Sunday, August 28, 2011

Are we allowed to judge Mrs. Dalloway?

One of the questions that was brought up in class last week was, should we be allowed to judge Clarissa based on her thoughts recorded in Mrs. Dalloway? I know that sometimes the things that Clarissa thinks might misrepresent her personality, but I think that it is fair to form an opinion about her as a character solely based on her thoughts. I think that knowing her most private thoughts gives a more honest picture of her than seeing her just on the surface would have. I'm sure that no one wants all of their thoughts to be public, but I think that if you're judging a person based on what they want you to see, you aren't going to get anything close to an accurate picture of them. I actually really like how Virginia Woolf doesn't censor anything, I think that it makes Clarissa seem more real than she would if Mrs. Dalloway had been written in a different style.

First Impressions of Mrs. Dalloway

The first night that I spent reading (although, "attempting to read" seems to be a more appropriate description of my venture into Virginia Woolf) Mrs. Dalloway, I had a lot of trouble figuring out what was going on. The way that the narrative uses free indirect discourse with Clarissa made it hard for me to follow, then when it began flitting from person to person, it took me several readings of each paragraph to be sure of what was happening.

However, once I got more familiar with Woolf's writing style, I started to enjoy the various perspectives that melted together to form a complete picture of each scene. It actually reminds me a little of the household deer from the novel, Girl in Landscape, that I read last year in English. In that book, there were small creatures that ran all over the place and could be inhabited by different peoples' consciousnesses. The mental image that I began forming after connecting Girl in Landscape with Mrs. Dalloway was rather strange, although Woolf's narrative does seem to me a little like it could be the account of one of those quasi-invisible creatures running around London. Now, my analogy doesn't work perfectly because in Girl in Landscape, the creatures can't actually hear the thoughts of the people that they follow or observe. But, the quick transitions and the lack of censorship or privacy of thoughts and actions, feels very similar to me in the two different novels.

Monday, August 22, 2011

The Mezzanine - Class Prompt

As I was reading it, it came as no surprise to me that Howie was angered at Marcus Aurelius' opinion on the "transient and trivial" nature of life. All 135 pages of The Mezzanine argue the point that the triviality of life is one of the greatest and most meaningful things about it, strange as it may seem to someone who has not read The Mezzanine. Howie seems to not care about the deep or profound ideas proclaimed by Aurelius, he seems content in marveling at the beauty of everyday life and people.
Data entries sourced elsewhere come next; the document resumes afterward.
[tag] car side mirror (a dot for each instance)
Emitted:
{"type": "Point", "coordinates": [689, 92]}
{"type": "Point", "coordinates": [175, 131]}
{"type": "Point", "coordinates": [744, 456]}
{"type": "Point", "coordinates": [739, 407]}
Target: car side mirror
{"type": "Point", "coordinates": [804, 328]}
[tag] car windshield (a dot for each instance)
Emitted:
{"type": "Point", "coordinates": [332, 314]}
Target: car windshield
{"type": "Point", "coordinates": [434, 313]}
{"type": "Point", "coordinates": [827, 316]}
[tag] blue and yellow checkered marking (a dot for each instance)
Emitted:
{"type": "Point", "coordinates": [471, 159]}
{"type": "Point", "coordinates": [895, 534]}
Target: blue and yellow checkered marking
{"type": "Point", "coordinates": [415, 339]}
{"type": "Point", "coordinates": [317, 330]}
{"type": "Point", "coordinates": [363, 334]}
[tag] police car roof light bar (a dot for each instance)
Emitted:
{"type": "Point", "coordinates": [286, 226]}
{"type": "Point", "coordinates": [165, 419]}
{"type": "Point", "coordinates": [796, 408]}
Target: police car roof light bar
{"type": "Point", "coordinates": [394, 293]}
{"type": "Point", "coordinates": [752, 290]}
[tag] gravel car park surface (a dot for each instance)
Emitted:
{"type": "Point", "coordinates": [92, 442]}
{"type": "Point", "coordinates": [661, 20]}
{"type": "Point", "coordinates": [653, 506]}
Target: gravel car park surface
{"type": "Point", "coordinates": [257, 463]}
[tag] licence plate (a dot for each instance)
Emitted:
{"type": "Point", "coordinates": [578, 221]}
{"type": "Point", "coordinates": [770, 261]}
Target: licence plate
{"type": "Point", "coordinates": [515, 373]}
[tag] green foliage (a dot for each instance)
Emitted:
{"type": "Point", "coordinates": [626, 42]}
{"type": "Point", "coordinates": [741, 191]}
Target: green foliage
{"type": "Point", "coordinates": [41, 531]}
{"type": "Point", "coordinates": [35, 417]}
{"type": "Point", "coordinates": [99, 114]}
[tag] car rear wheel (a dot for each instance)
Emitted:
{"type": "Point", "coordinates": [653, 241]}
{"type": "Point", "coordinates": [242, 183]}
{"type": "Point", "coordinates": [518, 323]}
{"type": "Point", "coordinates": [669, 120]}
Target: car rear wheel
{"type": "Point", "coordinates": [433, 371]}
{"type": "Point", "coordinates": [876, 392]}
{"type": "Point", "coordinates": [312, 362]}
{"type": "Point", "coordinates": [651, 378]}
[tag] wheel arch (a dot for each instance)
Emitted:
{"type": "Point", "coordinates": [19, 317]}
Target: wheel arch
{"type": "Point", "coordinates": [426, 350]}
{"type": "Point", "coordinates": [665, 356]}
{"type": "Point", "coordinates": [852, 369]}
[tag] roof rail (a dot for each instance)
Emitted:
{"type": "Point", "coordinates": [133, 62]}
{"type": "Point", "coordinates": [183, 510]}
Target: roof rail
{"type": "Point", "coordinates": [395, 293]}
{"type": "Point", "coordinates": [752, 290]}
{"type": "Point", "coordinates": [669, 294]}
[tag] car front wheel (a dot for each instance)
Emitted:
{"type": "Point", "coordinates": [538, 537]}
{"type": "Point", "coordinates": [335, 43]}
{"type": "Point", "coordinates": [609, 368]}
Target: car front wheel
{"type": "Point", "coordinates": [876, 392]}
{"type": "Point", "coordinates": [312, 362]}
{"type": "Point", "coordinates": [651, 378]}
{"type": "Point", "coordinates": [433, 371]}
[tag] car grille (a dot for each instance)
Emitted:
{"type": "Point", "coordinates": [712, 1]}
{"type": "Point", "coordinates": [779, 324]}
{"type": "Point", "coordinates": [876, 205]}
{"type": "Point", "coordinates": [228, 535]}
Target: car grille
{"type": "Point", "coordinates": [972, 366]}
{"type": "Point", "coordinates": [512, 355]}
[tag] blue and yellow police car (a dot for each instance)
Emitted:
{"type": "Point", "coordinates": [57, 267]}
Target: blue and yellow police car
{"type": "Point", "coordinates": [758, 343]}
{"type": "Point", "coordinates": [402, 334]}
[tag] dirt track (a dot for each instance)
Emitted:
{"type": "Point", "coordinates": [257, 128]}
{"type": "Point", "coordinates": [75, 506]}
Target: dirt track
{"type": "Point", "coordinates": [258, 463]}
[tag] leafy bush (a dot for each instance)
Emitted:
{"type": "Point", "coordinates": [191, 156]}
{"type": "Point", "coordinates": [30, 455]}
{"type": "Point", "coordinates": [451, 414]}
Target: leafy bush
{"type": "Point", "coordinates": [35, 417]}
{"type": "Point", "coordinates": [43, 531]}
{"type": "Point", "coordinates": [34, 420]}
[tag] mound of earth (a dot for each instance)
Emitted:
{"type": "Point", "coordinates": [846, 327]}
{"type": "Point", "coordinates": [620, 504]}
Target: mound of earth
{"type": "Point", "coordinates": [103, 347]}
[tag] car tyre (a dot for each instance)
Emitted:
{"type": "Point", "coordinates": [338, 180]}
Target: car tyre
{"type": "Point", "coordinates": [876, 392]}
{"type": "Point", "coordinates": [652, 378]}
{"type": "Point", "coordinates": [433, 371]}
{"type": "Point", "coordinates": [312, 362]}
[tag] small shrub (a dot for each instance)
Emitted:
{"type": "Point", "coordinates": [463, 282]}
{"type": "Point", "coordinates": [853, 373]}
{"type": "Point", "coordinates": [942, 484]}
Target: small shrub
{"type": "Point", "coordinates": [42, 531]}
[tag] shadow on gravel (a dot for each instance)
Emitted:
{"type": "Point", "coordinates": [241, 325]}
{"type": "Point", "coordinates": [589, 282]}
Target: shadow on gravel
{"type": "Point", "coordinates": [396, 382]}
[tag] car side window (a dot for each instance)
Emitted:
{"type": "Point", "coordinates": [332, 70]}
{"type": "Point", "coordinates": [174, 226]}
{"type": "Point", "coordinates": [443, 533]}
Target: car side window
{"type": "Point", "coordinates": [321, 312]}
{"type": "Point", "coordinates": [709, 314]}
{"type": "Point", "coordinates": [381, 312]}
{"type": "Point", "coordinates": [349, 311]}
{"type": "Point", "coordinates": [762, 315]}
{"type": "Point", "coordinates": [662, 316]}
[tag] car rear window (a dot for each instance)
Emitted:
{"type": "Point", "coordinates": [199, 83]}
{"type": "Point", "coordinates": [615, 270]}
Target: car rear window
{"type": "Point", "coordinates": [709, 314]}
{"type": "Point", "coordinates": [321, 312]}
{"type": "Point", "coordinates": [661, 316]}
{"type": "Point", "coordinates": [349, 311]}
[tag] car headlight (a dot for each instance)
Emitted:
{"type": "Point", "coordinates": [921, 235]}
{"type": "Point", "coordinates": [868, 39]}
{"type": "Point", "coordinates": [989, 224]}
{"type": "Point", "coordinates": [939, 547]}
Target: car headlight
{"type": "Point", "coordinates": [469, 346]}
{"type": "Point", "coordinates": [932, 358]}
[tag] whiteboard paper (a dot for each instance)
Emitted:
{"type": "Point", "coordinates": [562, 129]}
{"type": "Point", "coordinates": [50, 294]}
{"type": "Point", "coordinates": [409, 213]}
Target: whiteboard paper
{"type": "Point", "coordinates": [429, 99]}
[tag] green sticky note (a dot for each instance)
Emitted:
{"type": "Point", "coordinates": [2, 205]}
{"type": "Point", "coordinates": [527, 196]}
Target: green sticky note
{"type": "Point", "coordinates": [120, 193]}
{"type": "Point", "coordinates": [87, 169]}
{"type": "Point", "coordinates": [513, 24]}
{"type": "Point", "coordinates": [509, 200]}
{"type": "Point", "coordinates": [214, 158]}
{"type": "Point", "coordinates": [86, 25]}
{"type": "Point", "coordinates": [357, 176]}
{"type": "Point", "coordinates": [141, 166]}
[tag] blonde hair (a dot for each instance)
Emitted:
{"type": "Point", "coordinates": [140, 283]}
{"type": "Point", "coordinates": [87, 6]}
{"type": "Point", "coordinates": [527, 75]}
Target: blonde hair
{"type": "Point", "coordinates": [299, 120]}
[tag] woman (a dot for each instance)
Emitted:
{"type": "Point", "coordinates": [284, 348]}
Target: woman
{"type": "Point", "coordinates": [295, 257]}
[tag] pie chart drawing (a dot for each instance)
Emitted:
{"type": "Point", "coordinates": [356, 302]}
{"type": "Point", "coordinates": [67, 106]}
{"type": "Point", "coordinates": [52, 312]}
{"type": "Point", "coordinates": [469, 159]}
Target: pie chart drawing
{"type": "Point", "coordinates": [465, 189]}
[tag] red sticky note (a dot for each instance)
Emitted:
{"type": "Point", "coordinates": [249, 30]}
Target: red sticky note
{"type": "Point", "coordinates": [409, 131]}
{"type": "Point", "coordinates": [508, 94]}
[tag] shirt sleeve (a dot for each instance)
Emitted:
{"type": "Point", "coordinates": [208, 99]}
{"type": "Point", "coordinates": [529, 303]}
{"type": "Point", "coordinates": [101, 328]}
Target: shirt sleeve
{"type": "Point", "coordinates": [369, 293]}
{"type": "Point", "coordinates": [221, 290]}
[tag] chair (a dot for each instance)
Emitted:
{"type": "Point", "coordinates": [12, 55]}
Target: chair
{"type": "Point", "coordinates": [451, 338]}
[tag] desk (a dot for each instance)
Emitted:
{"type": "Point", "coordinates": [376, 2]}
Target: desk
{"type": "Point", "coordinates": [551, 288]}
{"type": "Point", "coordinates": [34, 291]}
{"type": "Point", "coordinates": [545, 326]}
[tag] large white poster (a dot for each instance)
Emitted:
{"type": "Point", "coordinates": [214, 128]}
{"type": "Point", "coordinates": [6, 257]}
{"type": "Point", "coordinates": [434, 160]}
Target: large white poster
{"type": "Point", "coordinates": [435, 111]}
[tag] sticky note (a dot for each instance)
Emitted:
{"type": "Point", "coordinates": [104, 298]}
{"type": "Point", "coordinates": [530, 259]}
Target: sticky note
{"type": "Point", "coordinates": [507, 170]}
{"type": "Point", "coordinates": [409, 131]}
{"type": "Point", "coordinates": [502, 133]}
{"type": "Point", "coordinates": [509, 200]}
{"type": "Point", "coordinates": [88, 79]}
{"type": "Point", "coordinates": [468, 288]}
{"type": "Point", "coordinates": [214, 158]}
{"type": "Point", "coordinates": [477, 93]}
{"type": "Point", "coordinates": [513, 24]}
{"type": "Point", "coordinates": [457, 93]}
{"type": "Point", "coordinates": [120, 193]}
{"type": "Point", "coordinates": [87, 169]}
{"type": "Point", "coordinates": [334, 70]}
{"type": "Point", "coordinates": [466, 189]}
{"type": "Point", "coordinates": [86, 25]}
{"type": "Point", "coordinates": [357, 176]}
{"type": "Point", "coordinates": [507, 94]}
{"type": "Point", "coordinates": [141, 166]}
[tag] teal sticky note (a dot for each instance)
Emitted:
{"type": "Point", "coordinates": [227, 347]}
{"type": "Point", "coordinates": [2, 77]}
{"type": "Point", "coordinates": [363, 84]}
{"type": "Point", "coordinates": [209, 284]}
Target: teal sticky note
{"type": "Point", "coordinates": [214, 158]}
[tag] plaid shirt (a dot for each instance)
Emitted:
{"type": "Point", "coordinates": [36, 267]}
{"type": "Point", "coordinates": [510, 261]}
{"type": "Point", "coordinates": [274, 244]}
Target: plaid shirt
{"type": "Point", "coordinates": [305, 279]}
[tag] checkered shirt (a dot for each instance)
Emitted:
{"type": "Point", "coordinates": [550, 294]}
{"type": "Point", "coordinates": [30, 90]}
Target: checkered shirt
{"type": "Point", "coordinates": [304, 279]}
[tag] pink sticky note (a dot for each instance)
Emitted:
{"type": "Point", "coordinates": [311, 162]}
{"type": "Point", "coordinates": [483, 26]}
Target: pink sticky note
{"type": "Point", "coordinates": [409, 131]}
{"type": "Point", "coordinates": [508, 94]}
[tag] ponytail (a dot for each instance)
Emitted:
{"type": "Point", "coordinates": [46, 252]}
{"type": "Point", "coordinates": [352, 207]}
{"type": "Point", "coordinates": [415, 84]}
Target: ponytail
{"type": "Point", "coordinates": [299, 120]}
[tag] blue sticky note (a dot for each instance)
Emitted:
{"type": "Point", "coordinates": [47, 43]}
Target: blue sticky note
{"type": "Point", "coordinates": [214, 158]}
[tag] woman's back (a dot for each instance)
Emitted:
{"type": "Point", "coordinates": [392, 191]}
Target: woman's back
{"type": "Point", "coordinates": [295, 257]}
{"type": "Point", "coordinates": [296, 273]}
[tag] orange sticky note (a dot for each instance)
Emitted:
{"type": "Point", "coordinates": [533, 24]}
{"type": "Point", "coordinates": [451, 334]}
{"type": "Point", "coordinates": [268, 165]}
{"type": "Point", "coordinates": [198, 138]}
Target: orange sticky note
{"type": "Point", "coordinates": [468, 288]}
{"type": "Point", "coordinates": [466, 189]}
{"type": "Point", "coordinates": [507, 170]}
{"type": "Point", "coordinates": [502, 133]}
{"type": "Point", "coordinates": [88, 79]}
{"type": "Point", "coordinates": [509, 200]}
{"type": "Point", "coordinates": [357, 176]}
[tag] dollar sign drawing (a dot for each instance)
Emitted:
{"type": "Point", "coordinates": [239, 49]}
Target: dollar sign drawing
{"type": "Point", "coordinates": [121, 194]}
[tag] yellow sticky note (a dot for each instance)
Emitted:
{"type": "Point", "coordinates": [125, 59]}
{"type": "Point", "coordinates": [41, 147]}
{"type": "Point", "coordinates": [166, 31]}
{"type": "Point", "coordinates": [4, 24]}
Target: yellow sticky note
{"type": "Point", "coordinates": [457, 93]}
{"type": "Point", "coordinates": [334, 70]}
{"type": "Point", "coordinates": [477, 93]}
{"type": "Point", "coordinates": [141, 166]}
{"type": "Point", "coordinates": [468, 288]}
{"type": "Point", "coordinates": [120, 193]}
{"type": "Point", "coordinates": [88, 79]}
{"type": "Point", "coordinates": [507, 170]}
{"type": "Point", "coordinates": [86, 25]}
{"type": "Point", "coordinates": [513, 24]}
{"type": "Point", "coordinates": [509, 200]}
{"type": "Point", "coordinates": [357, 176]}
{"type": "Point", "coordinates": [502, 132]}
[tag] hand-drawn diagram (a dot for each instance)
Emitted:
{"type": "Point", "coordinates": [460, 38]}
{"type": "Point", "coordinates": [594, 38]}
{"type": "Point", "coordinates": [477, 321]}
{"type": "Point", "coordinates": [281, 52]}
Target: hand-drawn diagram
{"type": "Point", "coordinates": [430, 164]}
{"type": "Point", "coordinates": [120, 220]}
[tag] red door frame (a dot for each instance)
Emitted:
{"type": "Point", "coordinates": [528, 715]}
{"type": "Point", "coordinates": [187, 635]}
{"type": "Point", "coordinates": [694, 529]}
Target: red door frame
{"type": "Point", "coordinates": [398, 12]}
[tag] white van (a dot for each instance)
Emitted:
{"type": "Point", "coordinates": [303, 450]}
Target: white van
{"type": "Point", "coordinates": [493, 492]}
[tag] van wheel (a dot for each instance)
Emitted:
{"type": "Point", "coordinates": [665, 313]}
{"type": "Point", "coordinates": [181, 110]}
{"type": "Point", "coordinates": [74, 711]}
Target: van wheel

However,while reading this section, something highly ironic occurred to me. Howie decided to buy the novel, Meditations, after reading a single sentence and assuming that the rest of the novel would have the same poetic flow of words. Unfortunately for him, shortly after beginning to read the novel, Howie realized that it was not at all what he was hoping for. Now, I almost feel as though Marcus Aurelius would have the exact same experience with The Mezzanine, if through some bizarre and far-fetched series of circumstances he happened to wander into a Barnes and Noble, pick up a novel by Nicholson Baker, and read a single sentence. While the subjects and the actions in The Mezzanine are rather mundane, they're presented with an elegance that I feel Aurelius would appreciate.